Works by Shirin Neshat and Evan Penny hang in the collection of Abdi Ibrahim.
But, while visiting the Abdi Ibrahim tower requires a private invitation, Borusan Contemporary, a museum-within-a corporation housed in a so-called “haunted mansion” overlooking the Bosporus, is open to the public on weekends. Here, interactive, often science- and tech-based installations are a particular emphasis, though the permanent collection also includes more conventional works by Jim Dine, Bedri Beykam, and Devrim Erbil. More typical, however, are the kinds of projects on view in the current exhibition of works by Rafael Lozano-Hemmer.
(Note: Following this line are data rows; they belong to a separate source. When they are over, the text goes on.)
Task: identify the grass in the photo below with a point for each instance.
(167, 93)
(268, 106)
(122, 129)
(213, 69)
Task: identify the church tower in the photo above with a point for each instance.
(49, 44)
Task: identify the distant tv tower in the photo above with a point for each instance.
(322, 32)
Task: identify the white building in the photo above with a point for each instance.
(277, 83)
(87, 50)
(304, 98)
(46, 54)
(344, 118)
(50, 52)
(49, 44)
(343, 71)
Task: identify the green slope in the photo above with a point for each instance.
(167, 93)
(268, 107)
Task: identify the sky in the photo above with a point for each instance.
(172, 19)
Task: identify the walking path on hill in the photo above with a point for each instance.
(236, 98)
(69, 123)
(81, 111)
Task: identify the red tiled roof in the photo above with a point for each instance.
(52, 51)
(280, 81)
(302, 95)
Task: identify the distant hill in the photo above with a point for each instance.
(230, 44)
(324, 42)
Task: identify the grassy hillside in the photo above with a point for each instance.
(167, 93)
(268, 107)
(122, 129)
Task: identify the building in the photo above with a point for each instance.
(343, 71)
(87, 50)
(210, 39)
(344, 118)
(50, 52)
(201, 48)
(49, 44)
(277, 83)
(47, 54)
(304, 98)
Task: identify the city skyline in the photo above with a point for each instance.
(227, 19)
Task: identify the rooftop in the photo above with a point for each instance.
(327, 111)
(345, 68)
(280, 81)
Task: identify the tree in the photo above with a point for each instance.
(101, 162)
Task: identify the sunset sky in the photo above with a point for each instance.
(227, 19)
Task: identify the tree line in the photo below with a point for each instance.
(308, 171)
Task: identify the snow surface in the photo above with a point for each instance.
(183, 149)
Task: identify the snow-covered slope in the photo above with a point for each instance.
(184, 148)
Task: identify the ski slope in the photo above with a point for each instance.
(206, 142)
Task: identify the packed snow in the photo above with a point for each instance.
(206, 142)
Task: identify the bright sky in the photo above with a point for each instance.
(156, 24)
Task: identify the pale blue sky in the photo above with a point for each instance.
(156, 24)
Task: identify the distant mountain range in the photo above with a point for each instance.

The artist transforms viewers into artworks, inviting them to breathe, look, or touch: for instance, visitors are asked to speak into a microphone and their voice then echoes for several minutes around an empty room, while lights track the frequency of the sound. In another, viewers face their own image as plumes of black smoke appear to pour from their eyes – “your evil thoughts,” one collector friend whispered as I watched the blackness from my eyes fill the screen, and I almost even believed her. They are challenging, seductive works, unusual for any museum to host, least of all, a privately funded one.
The fact that these institutions and others like them are entirely a private endeavor, not only speaks volumes about the politics of art in Turkey, but also says much for the inspiring devotion and dedication of collectors in this country, and the example that they set.